Le voyage de Simona

Traduit par Bernard Tornare

À midi, la sonnerie retentit, c’est l’heure du déjeuner. Les travailleurs ont une demi-heure pour manger et retourner au travail. Simona y travaille depuis vingt ans, elle a commencé comme ouvrière d’entretien et après quatre ans, elle a été promue assistante de cuisine, passant de la coupe des oignons au début à la préparation de repas gastronomiques qui sont livrés aux supermarchés dans les quartiers huppés.
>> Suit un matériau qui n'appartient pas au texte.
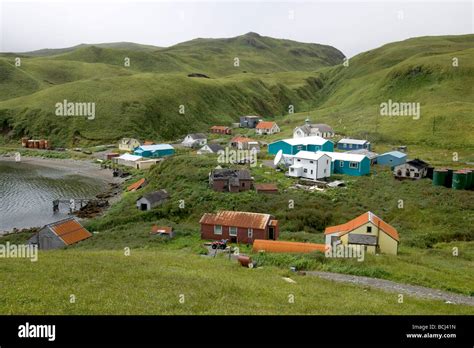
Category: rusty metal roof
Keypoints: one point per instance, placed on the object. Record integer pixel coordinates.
(69, 230)
(286, 247)
(237, 219)
(359, 221)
Originaire du canton de Los Apantes, Juayúa, Sonsonate, au Salvador, Simona a émigré aux États-Unis pour échapper à la marginalisation. Elle voulait simplement vivre dans un endroit où elle ne serait pas ostracisée en raison de sa condition physique.  La poliomyélite de sa jambe droite l’a fait boiter et elle ne se souvient pas d’un seul jour où elle n’a pas été ridiculisée par les enfants à l’école et dans le canton. En quatrième année d’école primaire, elle décide d’arrêter ses études et quitte l’école en cours de route. Elle ne supportait plus les moqueries et le silence des professeurs, voire les rires de certains d’entre eux lorsqu’ils l’appellent par les surnoms que les enfants lui donnaient. Ses parents ont accepté sa décision avec plaisir, aucun d’entre eux ne voulant la mettre à l’école justement pour éviter l’embarras d’un plus grand nombre de personnes découvrant l’état physique de leur fille.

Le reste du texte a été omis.